“Everything has to eat,” we tell kids who express concern watching a snake eat a mouse or a rabbit. “It’s part of nature.”
Most of us can relate to cute fuzzy mice or rabbits more than we can relate to slithering reptiles, but it’s important to understand the role that snakes serve in the natural world. That’s why we join Ranger Justin Williams at White Tank Mountain Regional Park every other week as he feeds the reptiles on display in their individual habitats.
Feeding Time at White Tank
After Justin introduces feeding time to visitors who have come to the park just for this event, he withdraws behind the scenes where he can access cages from the back and begin offering mice to the Gila Monster or the snakes one at a time. Visitors crane their necks and children press close to the glass to catch a glimpse of meal time. In the meantime, Chuck narrates what they are watching, as well as dispensing a few interesting facts about each animal.
Because this event is generally attended by a large and varied group, we assume that these animal lovers understand the food chain and the fact that snakes, which are carnivores, must eat meat. Most people, however, have never witnessed the feat a snake performs in getting food into its mouth without hands. Consequently, it’s an education that’s met with many “Ooooohs!” and “Ahhhhhs!”

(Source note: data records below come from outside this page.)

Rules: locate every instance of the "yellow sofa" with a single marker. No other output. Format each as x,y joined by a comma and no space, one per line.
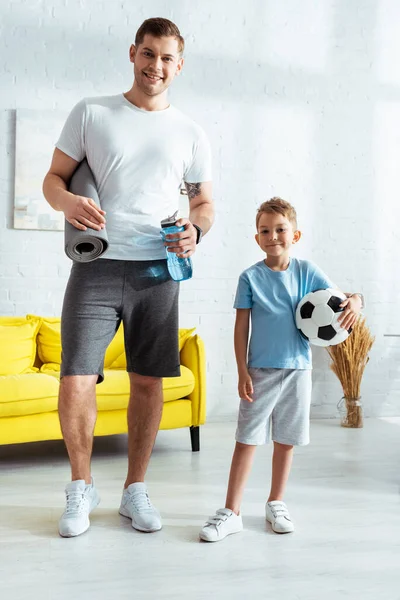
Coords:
30,356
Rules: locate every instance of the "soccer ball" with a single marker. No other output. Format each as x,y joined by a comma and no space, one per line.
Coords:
317,318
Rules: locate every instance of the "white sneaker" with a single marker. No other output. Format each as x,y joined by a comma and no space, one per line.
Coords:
136,505
223,523
277,514
81,500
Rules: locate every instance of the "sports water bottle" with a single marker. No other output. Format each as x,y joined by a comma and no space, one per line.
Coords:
179,268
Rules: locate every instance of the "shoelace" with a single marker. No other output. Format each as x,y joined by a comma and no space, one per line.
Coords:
140,501
217,519
76,503
280,510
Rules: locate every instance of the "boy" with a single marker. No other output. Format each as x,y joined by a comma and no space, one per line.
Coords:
275,375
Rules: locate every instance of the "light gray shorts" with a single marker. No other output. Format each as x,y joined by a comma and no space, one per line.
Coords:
280,409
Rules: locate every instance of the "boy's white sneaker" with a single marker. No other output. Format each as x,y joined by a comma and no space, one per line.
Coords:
223,523
136,505
81,499
277,514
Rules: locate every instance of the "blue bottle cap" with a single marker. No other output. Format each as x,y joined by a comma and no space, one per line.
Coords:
170,221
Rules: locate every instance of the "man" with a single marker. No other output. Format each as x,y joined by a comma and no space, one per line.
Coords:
139,149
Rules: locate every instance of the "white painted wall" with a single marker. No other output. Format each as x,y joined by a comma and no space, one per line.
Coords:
299,99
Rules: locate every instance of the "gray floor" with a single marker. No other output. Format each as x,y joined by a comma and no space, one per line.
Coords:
343,496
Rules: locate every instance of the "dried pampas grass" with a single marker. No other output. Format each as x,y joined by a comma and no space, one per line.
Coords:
349,360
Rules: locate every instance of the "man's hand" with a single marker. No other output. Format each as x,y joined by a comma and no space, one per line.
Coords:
352,308
83,212
245,386
184,243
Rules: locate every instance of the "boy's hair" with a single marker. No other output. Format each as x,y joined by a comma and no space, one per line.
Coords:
278,206
159,27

We carry three of our own snakes from home to each of the feeding times and bring them out after feeding to allow visitors a close-up experience with these reptiles. Chuck and I each hold one snake, while Ranger Justin holds the third. Adults appear as much, and sometimes more, excited to encounter a live animal outside of its cage than children do. Many have never before touched a snake or even stood close to one, and they often have many questions and comments.
Questions and Comments
“Are there venomous snakes in this area?” “Wow! She’s so soft!” “How long do snakes live?” “I didn’t know they are so dry!” “Can you identify this snake?” Pictures captured of snakes on the trail offer us the opportunity to identify the species and add to the list of observations made by hikers.
Feeding time lasts 15 or 20 minutes, but many visitors remain much longer for these personal experiences and leave with a renewed or reinforced appreciation of an oft-reviled species.